Question 1
Growthistan has a very technologically advanced neighboring country, Techistan, whose initial level of technology is A*=10. Suppose that the economy operates with a production function of the form Y(t) = A x [K(t)]0.5.
Let's compare the growth of both countries from 2005 to 2100.
(a) Suppose that both Techistan and Growthistan have s=0.1, d=.05, and initial level of capital K0=2. Growthistan's level of technology is 2. Plot Y(t), ln[Y(t)] and the growth rate for both countries. What happens to the level of Y(2100), and what happens to the growth rate of the economy toward the year 2100? Compare the difference.
Techistan has just decided to start trading liberally with Growthistan. As those two countries trade over time, technology diffuses from Techistan to Growthistan. The rate of diffusion depends on the proportionate technology gap between these two countries, and is governed by this equation:
A(t+1) = A(t) + g x [A* - A(t)]
Where A(t) is Growthistan's technology level, and A* is Techistan's technology level. The starting value of Growthistan's technology, A(2005) = 2.

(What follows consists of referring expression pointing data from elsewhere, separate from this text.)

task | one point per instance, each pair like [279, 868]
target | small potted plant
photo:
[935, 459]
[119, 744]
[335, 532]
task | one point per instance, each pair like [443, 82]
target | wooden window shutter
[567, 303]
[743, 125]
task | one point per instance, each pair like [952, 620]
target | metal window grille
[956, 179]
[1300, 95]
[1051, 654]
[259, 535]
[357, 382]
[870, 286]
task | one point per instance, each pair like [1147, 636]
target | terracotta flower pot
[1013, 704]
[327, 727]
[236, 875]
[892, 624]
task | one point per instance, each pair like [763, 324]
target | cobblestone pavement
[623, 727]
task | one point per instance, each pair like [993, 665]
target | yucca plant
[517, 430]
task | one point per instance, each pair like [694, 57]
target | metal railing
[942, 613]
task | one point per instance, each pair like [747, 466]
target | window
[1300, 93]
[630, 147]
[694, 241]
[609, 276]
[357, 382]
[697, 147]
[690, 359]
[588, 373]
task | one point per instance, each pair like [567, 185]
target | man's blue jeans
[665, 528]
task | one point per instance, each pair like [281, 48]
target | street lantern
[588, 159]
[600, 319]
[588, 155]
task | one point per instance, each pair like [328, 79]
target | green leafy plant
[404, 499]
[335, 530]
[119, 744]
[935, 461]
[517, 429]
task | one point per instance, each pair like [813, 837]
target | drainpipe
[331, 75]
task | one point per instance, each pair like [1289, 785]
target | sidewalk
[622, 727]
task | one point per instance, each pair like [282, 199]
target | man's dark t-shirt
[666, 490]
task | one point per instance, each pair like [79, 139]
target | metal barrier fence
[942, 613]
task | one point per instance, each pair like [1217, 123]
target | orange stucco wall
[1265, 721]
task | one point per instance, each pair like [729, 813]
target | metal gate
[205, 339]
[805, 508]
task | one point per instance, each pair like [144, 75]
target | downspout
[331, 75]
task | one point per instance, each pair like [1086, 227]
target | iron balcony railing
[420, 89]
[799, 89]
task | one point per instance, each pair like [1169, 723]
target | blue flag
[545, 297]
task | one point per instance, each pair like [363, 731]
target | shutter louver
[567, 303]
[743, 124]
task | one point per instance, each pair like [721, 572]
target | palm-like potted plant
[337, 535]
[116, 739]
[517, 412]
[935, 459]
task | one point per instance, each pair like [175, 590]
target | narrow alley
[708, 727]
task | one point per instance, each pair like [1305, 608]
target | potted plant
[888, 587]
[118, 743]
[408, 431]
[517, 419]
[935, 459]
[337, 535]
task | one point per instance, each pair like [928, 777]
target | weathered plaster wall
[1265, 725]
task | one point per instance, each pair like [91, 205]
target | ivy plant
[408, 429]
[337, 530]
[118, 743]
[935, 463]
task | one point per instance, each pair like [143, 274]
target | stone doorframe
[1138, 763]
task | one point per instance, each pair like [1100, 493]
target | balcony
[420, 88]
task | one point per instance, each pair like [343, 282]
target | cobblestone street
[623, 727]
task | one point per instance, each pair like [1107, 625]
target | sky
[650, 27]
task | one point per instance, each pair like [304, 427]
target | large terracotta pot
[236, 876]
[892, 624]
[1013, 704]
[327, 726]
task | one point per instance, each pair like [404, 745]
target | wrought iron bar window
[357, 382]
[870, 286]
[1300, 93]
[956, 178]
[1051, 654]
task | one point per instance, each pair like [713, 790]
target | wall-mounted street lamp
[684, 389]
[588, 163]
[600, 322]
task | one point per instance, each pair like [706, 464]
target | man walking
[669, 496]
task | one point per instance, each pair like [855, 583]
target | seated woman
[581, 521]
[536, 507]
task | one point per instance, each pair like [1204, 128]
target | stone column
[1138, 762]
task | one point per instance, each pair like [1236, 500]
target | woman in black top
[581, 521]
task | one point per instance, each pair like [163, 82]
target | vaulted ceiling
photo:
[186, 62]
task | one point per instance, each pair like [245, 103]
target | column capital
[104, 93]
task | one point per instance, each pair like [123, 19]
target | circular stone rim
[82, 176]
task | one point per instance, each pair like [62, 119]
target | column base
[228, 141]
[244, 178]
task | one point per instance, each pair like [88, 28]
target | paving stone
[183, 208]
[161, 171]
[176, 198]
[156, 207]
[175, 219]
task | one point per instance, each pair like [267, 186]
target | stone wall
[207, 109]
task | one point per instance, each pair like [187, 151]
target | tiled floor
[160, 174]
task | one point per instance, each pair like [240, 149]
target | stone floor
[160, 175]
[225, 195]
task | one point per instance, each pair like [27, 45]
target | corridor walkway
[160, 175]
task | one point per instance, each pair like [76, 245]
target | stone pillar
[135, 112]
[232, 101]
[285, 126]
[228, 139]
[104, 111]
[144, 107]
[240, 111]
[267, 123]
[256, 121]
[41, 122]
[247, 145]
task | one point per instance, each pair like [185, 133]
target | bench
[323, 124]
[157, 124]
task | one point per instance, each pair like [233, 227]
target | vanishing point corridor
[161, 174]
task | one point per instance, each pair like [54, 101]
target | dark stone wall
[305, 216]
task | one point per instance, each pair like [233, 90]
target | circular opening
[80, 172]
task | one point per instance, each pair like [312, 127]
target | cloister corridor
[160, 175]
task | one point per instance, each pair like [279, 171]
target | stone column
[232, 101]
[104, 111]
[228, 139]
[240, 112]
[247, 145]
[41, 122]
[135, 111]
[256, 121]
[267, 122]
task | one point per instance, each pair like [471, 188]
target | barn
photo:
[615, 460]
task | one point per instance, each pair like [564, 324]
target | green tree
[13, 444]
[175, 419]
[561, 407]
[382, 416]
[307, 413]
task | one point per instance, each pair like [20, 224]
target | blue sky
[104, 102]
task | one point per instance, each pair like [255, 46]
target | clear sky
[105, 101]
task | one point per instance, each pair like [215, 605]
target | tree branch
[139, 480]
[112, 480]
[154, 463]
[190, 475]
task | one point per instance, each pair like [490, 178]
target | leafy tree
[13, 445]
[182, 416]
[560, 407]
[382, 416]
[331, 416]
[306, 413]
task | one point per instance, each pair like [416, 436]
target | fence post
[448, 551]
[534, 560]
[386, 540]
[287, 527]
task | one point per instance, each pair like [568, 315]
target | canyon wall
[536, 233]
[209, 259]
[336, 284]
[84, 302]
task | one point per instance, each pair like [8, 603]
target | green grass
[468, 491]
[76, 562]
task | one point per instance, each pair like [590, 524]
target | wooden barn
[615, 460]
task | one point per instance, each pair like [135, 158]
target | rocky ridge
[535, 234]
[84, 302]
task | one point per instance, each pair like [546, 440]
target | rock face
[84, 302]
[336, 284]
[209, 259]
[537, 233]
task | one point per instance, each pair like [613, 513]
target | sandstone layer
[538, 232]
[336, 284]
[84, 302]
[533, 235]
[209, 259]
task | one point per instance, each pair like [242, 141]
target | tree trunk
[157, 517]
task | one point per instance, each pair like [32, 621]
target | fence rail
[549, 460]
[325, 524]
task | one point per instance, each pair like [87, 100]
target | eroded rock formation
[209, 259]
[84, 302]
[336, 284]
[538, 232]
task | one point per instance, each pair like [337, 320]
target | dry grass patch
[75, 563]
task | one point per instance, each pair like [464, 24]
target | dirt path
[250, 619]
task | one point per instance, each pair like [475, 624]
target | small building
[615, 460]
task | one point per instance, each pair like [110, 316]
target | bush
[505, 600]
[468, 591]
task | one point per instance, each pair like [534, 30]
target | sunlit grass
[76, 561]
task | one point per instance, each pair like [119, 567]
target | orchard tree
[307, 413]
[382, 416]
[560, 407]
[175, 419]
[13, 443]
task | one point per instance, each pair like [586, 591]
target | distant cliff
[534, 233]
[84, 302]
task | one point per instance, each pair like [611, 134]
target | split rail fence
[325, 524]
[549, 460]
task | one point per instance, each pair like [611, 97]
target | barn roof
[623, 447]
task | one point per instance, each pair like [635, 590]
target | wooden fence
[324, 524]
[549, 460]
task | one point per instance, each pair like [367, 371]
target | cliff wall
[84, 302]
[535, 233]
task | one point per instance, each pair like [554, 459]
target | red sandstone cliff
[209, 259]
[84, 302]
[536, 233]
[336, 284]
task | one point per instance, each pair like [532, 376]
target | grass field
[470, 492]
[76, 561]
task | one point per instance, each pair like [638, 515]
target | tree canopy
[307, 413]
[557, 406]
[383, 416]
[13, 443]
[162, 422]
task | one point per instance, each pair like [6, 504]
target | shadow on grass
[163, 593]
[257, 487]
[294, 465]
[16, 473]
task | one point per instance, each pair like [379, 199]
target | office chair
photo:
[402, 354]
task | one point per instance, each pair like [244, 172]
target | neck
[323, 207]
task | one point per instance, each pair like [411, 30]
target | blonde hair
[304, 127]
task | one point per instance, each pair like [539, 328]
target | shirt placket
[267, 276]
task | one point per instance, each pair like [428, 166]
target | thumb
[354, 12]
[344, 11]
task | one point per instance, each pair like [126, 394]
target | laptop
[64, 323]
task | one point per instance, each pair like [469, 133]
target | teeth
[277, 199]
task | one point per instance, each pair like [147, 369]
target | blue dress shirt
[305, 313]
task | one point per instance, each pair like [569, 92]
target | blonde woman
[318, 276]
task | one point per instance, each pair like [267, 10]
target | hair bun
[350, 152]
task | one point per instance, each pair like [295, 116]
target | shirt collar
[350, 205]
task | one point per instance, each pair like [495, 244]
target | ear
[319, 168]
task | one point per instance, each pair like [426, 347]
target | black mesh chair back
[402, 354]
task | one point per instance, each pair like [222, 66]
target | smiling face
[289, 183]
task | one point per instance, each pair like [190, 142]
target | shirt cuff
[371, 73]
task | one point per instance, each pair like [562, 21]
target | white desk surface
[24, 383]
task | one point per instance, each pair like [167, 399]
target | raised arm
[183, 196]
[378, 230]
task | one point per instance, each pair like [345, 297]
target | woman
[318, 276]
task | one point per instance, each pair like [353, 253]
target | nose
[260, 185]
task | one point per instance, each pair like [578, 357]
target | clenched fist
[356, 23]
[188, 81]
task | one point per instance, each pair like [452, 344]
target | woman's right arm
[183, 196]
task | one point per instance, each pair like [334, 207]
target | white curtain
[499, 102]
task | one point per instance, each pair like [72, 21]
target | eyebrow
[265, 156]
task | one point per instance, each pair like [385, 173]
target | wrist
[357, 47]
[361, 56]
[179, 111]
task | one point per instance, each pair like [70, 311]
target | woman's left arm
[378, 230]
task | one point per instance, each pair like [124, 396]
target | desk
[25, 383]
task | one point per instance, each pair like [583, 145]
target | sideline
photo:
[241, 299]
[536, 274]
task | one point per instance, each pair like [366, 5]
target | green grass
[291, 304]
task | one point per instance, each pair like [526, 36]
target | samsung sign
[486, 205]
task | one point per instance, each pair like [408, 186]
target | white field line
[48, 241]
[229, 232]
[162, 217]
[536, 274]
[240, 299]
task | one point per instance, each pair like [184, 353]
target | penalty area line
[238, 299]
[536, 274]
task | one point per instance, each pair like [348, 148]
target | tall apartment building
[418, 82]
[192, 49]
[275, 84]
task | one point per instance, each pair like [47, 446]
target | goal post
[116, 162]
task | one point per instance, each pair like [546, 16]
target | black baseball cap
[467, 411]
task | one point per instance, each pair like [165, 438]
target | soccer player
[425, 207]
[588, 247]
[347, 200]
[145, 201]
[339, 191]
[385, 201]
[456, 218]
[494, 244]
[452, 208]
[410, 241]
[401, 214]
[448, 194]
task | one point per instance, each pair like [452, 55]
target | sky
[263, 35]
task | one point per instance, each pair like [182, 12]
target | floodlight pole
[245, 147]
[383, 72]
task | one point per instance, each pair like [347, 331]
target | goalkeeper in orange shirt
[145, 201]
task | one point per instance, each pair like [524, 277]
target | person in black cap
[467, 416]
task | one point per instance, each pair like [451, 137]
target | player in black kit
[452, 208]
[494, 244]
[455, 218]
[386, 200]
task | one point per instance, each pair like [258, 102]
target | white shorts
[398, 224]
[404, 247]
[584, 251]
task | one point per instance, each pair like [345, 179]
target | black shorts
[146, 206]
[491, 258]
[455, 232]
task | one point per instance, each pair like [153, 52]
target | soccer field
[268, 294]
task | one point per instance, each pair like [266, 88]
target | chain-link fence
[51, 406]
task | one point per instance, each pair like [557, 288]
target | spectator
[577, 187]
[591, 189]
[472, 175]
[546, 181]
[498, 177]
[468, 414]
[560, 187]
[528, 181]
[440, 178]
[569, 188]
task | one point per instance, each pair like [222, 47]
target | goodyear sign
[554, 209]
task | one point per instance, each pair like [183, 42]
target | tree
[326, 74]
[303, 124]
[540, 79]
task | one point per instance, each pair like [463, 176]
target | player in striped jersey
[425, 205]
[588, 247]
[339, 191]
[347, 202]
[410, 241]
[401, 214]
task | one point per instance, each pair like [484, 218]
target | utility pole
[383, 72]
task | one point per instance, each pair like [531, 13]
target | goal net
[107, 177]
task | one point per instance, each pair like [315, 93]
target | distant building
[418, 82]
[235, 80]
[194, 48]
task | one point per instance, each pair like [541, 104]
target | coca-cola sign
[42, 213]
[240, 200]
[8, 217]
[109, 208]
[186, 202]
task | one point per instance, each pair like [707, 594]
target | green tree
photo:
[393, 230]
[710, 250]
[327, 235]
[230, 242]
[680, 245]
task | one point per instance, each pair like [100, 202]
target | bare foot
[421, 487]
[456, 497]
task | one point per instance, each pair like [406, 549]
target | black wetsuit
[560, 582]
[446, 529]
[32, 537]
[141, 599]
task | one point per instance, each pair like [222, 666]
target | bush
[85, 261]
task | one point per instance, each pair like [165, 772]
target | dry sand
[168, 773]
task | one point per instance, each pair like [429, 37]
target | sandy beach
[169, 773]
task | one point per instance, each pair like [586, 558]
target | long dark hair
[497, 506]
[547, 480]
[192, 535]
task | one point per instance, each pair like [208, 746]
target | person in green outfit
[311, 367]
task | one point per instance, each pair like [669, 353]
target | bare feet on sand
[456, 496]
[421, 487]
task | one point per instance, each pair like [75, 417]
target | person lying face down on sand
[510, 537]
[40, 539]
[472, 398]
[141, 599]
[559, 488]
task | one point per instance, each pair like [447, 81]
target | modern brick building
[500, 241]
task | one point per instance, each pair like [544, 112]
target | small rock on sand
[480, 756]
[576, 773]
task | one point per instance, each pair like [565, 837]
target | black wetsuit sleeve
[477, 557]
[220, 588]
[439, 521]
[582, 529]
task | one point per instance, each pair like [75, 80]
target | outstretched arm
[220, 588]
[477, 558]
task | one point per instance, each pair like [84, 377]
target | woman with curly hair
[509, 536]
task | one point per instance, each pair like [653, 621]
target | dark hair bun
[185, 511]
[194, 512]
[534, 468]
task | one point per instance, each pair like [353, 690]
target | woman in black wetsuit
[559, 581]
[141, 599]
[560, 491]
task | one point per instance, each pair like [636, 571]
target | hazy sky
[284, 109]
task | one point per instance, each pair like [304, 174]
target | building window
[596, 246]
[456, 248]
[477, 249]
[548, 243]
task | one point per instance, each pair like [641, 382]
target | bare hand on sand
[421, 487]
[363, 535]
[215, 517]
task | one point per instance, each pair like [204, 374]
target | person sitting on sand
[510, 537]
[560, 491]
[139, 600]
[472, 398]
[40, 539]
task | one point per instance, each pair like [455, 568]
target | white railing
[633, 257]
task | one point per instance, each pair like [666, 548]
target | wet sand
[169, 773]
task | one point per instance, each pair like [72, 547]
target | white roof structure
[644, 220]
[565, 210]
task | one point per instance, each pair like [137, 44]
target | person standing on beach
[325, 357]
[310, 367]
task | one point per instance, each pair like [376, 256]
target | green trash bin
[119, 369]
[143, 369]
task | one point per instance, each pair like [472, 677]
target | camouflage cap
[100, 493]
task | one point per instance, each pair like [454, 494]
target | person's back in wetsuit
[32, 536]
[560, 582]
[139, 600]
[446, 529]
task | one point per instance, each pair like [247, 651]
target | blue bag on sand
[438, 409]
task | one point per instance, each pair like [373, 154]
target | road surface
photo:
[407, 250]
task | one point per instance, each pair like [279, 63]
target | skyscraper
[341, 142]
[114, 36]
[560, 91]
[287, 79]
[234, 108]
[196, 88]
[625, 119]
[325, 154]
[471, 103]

g is a constant of technological diffusion whose value is 0.05
The production function is Y(t) = A(t) * [K(t)] 0.5
s = 0.2; d = 0.05; g = 0.05; K0 = 5
(b) Graph Growthistan's GNP for 2005 to 2100.
(c) Compare the two graphs for GNP for Techistan and Growthistan. What is the difference in the final value of GNP for each country? (1 paragraph)
(d) Plot the growth rate for Techistan and Growthistan on one plot. How do these rates compare? Why? (1 paragraph)
(e) Can you think of two real-world countries whose growth paths have been similar to this? Who and why? (1 paragraph)
Question 2
Following the example in section, we will look at an intertemporal problem of nonrenewable resource depletion.
Assume that the remaining oil supply in the world is
S = 6,000 units
The energy demand during each period is
D = 100,000 / P
And the annual interest rate is 3.5% so that R = 1 over 20 years (like in the lecture slides).
a) We are now interested in three periods: today (period 1), 20 years from now (period 2), and 40 years from now (period 3). Assume that there is a backstop technology currently available, and its price is $100. Solve for the price of energy and the consumption of energy in the three periods, as well as how much of it in every period comes from oil versus the backstop technology.
b) We will now compare scenario (a) with one where today's society can forego some consumption in the present to develop alternative technologies for the future. Assume that solar power can be made available for period 2 at a price of $50 only if we choose today to pay the equivalent of 1000 energy units into R&D (assume that consumption is equal to the amount of energy consumed minus the amount put into R&D). Under this scenario, when will we begin to use solar power? Is any time period better off (in terms of consumption) compared to time period (a)? Will the present generation choose to invest in the R&D, assuming it cares about its own well-being much more than about the future?
c) Now assume that the price of solar technology made available by R&D for period 2 is $35. What is the new energy use for the three periods? Will today's generation invest in the R&D, assuming it cares about its own well-being much more than about the future?